In cucina con le monache

ortensia, il mio fiore preferito

l’ortensia, il mio fiore preferito

Da tempo seguo sul canale 33 del digitale terrestre “La cucina delle monache”, un rilassante format in cui 4 monache benedettine eseguono ricette (ricette soprattutto, come si dice, di famiglia).
Madre Noemi e le consorelle Debora, Myriam ed Eleonora si cimentano a coppie, fra madie e fornelli, in questo monastero secentesco di Sant’Anna, fuori dal tempo come lo è l’incantevole borgo collinare di Bastia Umbra (PG) dove sorge. All’insegna dell’ora et labora, le 4 monache svolgono peraltro molteplici attività, fra cui curare l’orto, attività delle quali la cucina risulta talvolta, in qualche modo, l’approdo virtuoso. Sul vivacissimo sito del monastero, infatti, è possibile curiosare “dentro” la giornata benedettina, fra momenti religiosi, di ecumenismo, e produzioni alimentari (e non solo). Confesso che non di rado m’ispiro ad alcune delle loro ricette, quelle che più mi colpiscono e/o che sono più coerenti alle mie idee e preferenze culinarie. Mi piace prima d’ogni altra cosa l’allegria sorridente con cui le realizzano, la quale tuttavia mi conferma nel pensiero che cucinare-creare può anche essere un momento di pace, di silenzio, di dialogo con se stessi. Soprattutto in questo tempo che tutto accelera, e tutti – o quasi – frastorna. Mi piace il loro atteggiamento di donne pienamente contemporanee, che “militano” nel tempo attuale, un atteggiamento il quale tuttavia si sposa ad una coraggiosa scelta spirituale, in questo tempo che tutto ostenta e tutti – o quasi – mercifica. Il programma televisivo trasmette infatti l’atmosfera di un cenobio-microcosmo non chiuso né appartato, bensì luogo aperto e lieto, dove tuttavia si può certo anche meditare, e a fondo, su quel che ci trascende.

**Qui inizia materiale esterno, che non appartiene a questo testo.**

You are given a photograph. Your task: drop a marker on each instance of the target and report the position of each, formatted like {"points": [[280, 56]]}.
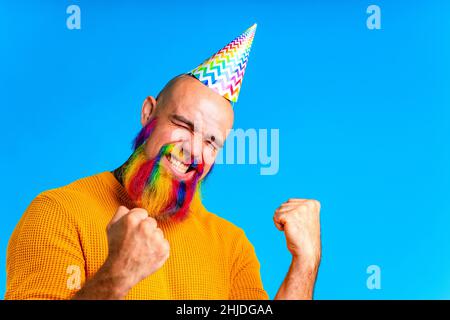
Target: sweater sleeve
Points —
{"points": [[44, 258], [246, 278]]}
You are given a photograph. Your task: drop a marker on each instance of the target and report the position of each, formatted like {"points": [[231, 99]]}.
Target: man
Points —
{"points": [[141, 231]]}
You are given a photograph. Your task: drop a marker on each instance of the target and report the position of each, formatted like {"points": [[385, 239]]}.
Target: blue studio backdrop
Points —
{"points": [[363, 120]]}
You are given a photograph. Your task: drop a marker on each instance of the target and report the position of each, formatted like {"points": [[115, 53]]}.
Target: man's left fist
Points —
{"points": [[300, 221]]}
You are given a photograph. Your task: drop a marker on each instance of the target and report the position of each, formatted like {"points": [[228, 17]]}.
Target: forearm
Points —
{"points": [[299, 281], [102, 286]]}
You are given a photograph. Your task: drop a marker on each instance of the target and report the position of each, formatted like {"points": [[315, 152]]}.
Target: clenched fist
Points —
{"points": [[300, 221], [137, 247]]}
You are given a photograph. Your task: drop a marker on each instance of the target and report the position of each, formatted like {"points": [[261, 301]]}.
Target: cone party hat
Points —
{"points": [[224, 71]]}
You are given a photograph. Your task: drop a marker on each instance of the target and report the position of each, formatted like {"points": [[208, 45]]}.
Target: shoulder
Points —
{"points": [[59, 203]]}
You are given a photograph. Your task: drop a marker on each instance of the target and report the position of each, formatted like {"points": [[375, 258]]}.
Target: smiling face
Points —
{"points": [[193, 118], [176, 148]]}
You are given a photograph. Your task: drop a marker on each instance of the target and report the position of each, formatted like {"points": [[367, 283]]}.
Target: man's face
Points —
{"points": [[193, 118], [176, 148]]}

Mi tornano così alla mente, via via, San Colombano, le abbazie e gli scriptoria dove si trascrissero i classici perché non si perdessero, mi tornano in mente il Capitulare de villis ed i secoli in cui grazie ai monaci, sempre agronomi e speziali di valore, l’agricoltura e la farmacopea europee poterono perpetuarsi. Mi tornano alla mente le favolose birre trappiste e quei libri di Jacques Le Goff, di Régine Pernoud e di tanti altri, che punteggiarono la mia sempre più lontana giovinezza.

Quando il lavoro ce lo consentirà, Luisa Puppo ed io ameremmo trascorrere qualche giorno al monastero, e chissà che Noemi, Debora, Myriam ed Eleonora non ci consentano di “scambiare” qualche ricetta!… Un abbraccio nel frattempo a tutte voi, belle persone!